Nightmares are common in both children and adults, but they affect children very differently.

Adults can understand upon waking that the nightmare wasn’t real, but this isn’t so easy for young children, as the fear they feel during a nightmare can overwhelm rational thought when they wake.

That’s why we’ve put together some advice to help you support your child whenever a nightmare occurs.

As you may already know, nightmares occur in the second half of sleep (REM sleep) which typically takes place in the early hours of the morning and is often referred to as ‘brain sleep’; the brain is extremely active during REM, but the body is so inactive it’s almost paralyzed, with only the eyes moving rapidly behind closed eyelids.

Nightmares are very common for children aged between 3 and 6 years old but they aren’t restricted to this age range and can occur in children both younger and older than this. This is the time when your child’s imagination moves into overdrive, you may notice changes such as imaginary friends, a sudden fear of the dark and monsters under the bed.

Sadly, nightmares can be fuelled by the smallest of things to enter your child’s subconscious during the day such as something they see on tv, read about or even things they hear from other children. Things that were once innocent can take on new, fearful meanings whilst a child is asleep.

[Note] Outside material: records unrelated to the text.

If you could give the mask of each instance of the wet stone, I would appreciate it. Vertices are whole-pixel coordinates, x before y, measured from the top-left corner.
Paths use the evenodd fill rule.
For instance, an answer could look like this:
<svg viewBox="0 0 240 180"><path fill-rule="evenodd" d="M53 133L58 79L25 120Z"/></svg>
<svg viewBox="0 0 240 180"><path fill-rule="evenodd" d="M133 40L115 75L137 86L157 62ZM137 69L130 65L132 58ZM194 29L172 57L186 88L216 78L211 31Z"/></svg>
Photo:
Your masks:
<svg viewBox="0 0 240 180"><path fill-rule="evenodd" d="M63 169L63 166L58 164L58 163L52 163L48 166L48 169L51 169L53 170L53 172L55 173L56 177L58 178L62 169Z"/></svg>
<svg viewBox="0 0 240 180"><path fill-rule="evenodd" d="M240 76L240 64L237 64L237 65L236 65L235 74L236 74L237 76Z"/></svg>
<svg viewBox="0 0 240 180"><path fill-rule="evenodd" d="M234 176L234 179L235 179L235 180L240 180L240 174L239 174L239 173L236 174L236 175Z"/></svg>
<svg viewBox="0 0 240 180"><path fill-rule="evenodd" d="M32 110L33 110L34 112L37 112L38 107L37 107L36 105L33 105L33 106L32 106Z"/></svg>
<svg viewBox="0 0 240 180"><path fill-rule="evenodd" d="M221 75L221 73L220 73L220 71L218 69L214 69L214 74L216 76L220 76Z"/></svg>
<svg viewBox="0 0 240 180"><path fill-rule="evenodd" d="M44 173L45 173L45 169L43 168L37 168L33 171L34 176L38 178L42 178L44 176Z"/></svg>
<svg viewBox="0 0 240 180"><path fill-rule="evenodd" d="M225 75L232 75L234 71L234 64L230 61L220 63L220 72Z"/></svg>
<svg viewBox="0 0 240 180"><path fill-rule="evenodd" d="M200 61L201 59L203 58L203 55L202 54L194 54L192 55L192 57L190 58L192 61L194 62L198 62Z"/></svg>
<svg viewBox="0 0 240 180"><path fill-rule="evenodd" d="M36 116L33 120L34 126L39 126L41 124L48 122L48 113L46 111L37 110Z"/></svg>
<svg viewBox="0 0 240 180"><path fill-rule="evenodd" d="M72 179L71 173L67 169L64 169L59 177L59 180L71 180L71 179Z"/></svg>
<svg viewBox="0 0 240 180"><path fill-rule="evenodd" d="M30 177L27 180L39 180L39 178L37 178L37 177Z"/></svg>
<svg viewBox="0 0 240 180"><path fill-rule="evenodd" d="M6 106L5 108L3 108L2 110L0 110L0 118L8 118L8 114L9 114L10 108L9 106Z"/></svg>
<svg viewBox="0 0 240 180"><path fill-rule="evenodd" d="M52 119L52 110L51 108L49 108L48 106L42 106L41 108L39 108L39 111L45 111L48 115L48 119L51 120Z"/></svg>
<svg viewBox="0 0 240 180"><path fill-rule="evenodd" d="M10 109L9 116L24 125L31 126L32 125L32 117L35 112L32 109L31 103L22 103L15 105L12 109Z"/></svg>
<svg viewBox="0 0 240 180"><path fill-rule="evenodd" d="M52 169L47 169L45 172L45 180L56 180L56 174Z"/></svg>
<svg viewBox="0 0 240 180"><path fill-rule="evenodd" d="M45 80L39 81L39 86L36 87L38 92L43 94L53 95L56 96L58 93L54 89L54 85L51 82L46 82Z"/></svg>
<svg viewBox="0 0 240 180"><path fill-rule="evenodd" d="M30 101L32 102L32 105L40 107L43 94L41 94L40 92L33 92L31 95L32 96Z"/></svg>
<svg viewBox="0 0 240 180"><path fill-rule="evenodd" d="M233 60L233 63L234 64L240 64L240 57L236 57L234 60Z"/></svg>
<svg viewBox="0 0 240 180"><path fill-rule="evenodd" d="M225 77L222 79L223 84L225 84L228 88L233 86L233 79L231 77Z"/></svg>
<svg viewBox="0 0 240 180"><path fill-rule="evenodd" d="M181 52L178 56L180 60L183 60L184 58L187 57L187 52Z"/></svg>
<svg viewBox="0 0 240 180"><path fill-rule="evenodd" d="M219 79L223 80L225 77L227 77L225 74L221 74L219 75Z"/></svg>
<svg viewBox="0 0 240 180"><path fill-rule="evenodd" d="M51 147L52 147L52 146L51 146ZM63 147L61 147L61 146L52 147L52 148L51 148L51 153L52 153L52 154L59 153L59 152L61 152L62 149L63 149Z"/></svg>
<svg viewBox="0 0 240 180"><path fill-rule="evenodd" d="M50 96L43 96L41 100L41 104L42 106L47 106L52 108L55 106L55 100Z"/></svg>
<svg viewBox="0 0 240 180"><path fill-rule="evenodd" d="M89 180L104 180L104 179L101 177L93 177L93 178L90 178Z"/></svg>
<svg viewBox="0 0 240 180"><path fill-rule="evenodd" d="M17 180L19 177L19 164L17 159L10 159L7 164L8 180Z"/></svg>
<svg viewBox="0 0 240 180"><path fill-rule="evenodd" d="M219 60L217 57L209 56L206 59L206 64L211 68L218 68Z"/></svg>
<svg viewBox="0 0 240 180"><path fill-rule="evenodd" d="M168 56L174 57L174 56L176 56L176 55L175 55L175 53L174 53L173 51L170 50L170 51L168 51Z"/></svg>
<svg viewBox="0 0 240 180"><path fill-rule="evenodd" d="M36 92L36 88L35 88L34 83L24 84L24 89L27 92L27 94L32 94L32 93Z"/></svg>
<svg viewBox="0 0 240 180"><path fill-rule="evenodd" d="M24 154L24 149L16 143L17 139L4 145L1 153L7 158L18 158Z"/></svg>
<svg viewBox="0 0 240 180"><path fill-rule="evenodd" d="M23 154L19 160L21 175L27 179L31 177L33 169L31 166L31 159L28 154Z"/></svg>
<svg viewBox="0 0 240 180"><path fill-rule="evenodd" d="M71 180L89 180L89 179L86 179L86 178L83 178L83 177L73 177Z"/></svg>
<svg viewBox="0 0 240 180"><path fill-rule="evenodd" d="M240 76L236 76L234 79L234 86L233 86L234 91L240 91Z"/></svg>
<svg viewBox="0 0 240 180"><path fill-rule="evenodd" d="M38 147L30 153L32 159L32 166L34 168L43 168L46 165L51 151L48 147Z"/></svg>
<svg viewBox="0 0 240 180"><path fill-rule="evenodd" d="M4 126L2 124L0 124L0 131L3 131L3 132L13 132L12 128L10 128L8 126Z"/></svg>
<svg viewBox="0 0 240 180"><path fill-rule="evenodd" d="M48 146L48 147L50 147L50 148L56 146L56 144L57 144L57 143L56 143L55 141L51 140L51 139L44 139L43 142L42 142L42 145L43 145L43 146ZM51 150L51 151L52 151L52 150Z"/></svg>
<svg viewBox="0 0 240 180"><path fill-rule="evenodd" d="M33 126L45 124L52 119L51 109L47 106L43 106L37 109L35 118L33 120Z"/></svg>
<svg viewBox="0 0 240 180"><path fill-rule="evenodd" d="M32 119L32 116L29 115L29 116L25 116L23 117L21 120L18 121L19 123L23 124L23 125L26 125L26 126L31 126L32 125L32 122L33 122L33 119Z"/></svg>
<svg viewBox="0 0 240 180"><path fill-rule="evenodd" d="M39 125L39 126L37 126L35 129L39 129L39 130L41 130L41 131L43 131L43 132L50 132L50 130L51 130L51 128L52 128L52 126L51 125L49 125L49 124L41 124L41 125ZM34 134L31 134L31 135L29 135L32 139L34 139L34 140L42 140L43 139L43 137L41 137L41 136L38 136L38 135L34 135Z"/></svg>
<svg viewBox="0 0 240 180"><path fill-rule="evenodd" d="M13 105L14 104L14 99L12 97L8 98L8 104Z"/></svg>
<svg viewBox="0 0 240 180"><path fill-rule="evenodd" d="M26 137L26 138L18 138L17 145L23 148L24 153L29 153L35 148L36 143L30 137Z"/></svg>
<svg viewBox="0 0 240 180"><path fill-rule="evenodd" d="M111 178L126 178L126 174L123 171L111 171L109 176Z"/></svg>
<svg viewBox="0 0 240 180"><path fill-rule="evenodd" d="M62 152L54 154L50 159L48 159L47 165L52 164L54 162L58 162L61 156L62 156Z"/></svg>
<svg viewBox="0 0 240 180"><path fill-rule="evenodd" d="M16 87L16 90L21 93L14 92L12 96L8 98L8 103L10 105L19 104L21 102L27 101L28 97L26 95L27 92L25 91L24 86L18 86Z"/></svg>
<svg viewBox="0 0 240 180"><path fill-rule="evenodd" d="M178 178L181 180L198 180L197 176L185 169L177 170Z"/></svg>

When children wake from nightmares they will be frightened, and confused, sometimes not knowing where they are or what’s real and they need comfort to regain that feeling of being safe.

To help your child deal with their nightmares you can help by:

  • Asking about the nightmare and listening as your child explains what it was that frightened them. Don’t dismiss their fears, instead reassure them.
  • Pay closer attention to books, games, television, and films that could be frightening your child.
  • Try not to talk about fears at bedtime. Instead, discussing fears in the daytime, in daylight can help your child to feel safe and protected.
  • Try not to allow your child to sleep in your bed as this can be a very difficult habit to break. Encourage your child to sleep in their own bed, even if it means you have to provide a night-light, a security blanket/toy, or just sit with them until they fall asleep.

The most important thing to remember is that when waking from a nightmare your child needs love and comfort to help them feel safe again.